The welfare of the Beneficiaries is the Court’s starting point when exercising its discretion to replace an Executor. However, in Letterstedt v Broers [1884] 9 App Cas 371, Lord Blackburn made clear that “the acts or omissions must be such as to endanger the trust property or to show a want of honesty, or a want of a proper capacity to execute the duties, or a want of reasonable fidelity”.

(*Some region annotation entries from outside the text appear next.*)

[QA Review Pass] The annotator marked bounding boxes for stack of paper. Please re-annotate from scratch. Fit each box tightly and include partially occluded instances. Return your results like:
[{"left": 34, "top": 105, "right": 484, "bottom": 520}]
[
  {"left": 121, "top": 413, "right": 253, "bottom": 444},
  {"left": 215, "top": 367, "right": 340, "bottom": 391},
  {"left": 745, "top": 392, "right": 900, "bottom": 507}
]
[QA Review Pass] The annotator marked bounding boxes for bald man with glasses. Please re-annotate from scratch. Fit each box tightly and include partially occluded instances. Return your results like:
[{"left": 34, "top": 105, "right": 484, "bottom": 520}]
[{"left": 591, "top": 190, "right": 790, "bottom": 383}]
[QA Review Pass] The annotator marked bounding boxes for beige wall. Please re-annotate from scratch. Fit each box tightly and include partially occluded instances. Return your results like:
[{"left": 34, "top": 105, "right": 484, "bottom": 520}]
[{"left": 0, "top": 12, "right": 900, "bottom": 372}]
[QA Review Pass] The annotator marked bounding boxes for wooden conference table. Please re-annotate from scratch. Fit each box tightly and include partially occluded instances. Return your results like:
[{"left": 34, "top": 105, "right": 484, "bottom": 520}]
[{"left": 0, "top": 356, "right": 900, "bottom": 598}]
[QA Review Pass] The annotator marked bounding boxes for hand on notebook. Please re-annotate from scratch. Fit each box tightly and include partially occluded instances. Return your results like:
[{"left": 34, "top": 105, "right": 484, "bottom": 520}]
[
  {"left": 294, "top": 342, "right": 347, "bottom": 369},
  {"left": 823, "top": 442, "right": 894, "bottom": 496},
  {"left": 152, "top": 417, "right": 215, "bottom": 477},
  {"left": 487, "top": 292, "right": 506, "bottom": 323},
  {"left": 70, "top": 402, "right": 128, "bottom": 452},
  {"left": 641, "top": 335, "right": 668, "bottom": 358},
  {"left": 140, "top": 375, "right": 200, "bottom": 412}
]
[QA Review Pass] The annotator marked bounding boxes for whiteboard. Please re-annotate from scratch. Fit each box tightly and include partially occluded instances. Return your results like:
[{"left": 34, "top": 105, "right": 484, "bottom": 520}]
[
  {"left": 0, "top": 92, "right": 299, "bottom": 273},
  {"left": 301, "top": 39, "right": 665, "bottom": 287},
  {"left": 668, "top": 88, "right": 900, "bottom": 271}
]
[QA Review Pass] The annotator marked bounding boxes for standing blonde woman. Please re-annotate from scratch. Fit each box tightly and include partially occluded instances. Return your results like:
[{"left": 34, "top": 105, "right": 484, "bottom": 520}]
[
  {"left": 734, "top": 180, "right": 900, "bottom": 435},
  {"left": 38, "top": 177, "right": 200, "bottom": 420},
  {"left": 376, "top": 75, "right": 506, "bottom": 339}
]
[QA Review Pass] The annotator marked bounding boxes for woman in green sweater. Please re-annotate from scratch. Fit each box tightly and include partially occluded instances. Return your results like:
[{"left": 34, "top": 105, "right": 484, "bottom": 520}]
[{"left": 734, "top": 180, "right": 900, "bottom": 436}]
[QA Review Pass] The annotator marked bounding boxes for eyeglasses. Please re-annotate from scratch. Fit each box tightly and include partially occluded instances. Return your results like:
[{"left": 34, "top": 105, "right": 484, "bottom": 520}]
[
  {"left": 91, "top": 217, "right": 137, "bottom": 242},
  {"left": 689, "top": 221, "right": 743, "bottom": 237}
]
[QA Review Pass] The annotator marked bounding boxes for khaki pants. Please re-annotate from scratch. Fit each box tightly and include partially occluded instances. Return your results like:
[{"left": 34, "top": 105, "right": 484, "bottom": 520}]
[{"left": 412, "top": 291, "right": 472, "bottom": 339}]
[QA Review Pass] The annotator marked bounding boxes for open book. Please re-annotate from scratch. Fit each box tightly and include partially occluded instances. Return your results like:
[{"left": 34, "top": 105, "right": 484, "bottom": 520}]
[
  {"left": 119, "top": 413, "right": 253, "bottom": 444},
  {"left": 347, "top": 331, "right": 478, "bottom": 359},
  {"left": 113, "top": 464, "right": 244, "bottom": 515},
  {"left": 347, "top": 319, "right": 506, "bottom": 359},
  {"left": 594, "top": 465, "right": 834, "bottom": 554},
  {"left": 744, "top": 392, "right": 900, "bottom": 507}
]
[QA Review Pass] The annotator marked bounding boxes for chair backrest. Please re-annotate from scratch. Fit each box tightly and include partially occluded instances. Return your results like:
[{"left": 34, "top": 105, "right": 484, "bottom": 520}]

Ultimately, the Court must consider that the deceased chose the Defendant to act as their Executor; therefore, they should only be removed if the circumstances are serious, for example, there is clear evidence of negligence or a conflict of interest.


Concluding comments

Like all disputes involving Wills and Probate, removing an Executor is not easy. Testamentary freedom, which is the freedom to leave one’s Estate to whom one wants, extends to choosing who one likes to be one’s Executor. Therefore, it is crucial to seek legal advice from a law firm that has a Disputes Resolution team who can ensure your best interests are protected, and your decisions are made after being given all the relevant information.

If you believe the Executor of a Will in which you are a Beneficiary should be removed, please talk to our Contentious Probate team. We will advise you honestly on the options available and the chances of you succeeding in a challenge.

We can usually work on a No Win, No Fee arrangement.

We can get it sorted. 

It’s what we do. 

Call us.  It’s free to ask.

*In some cases, for example if there is a history of abuse in the family or one of the parties displays controlling and/or narcissistic tendencies, alternative dispute resolution methods may not be appropriate, and litigation is inevitable. If this is the case, your solicitor will ensure you are supported throughout the entire process.

**At the time of writing The Rt. Hon. Lord Justice Newey, is a Lord Justice of Appeal.